Phase 3 Study on ABP 959 and PNH

Conducted as a randomized, double-blind, active-controlled phase 3 study on the drug ABP 959.
Target condition: Paroxysmal Nocturnal Hemoglobinuria (PNH).
Comparison between ABP 959 and Eculizumab in adult subjects.

Official title includes evaluation of efficacy and safety.
Study Identifier: 20150168.
Enrollment involved 42 participants.
Started on January 22, 2019; primary and completion dates were both July 12, 2022.
Interventional study focusing on drug treatments.

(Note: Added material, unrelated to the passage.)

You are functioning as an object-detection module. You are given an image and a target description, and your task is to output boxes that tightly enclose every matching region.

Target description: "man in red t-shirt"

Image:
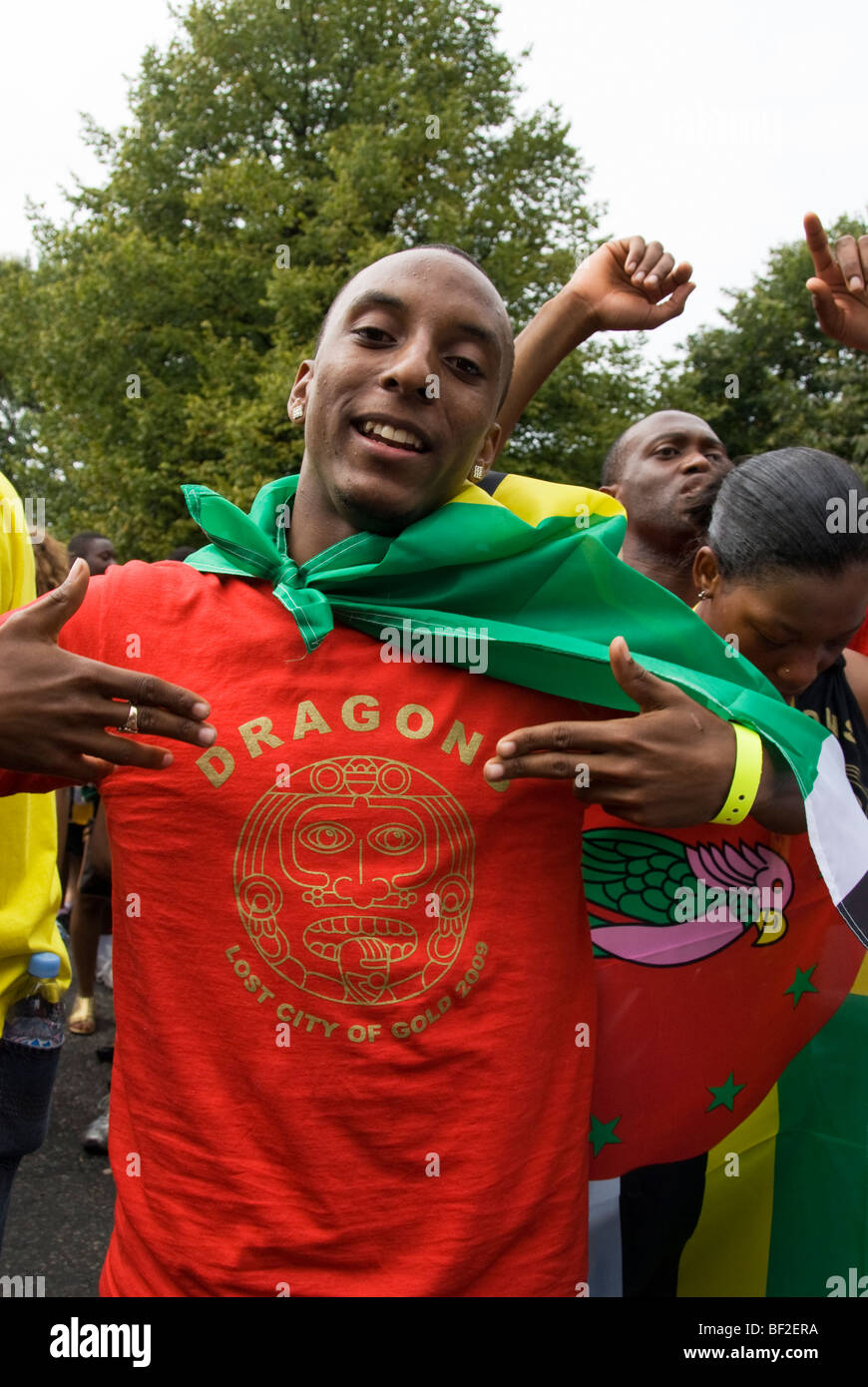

24 study locations across multiple countries including the United States, Czechia, Finland, France, Ireland, Italy, Netherlands, Norway, Portugal, Slovenia, Spain, Sweden, Turkey, and the United Kingdom.
Notable sites:
- Atlanta, Georgia, USA: Children's Healthcare of Atlanta at Egleston.
- Brno, Czechia: Fakultní Nemocnice Brno.
- Dublin, Ireland: Saint James's Hospital.
- London, England: King's College Hospital NHS Foundation Trust.

Inclusion Criteria:
- Adults aged 18 and above.
- Historical diagnosis of PNH.
- Must have been on 900 mg of Eculizumab for ≥ 6 months.
- Hemoglobin levels must be ≥ 9.0 g/dL for at least 6 weeks prior to randomization.
- Lactate dehydrogenase levels < 1.5 times the upper limit of normal at screening.
- Platelet count must be ≥ 50 x 10^9/L and absolute neutrophil count (ANC) ≥ 0.5 x 10^9/L.
- Vaccination against Neisseria meningitidis required.
- Participants must provide signed informed consent.
Exclusion Criteria:
- Known or suspected hereditary complement deficiencies.
- Significant cardiovascular diseases or conditions in the last 6 months.
- Evidence of acute thrombosis.
- Known HIV positivity.
- Pregnant or breastfeeding women.
- Recent involvement in other investigational studies within the last 30 days.

NIH National Library of Medicine provided resource links related to PNH and relevant drug information.
The study aims to enhance understanding and treatment options for patients with PNH.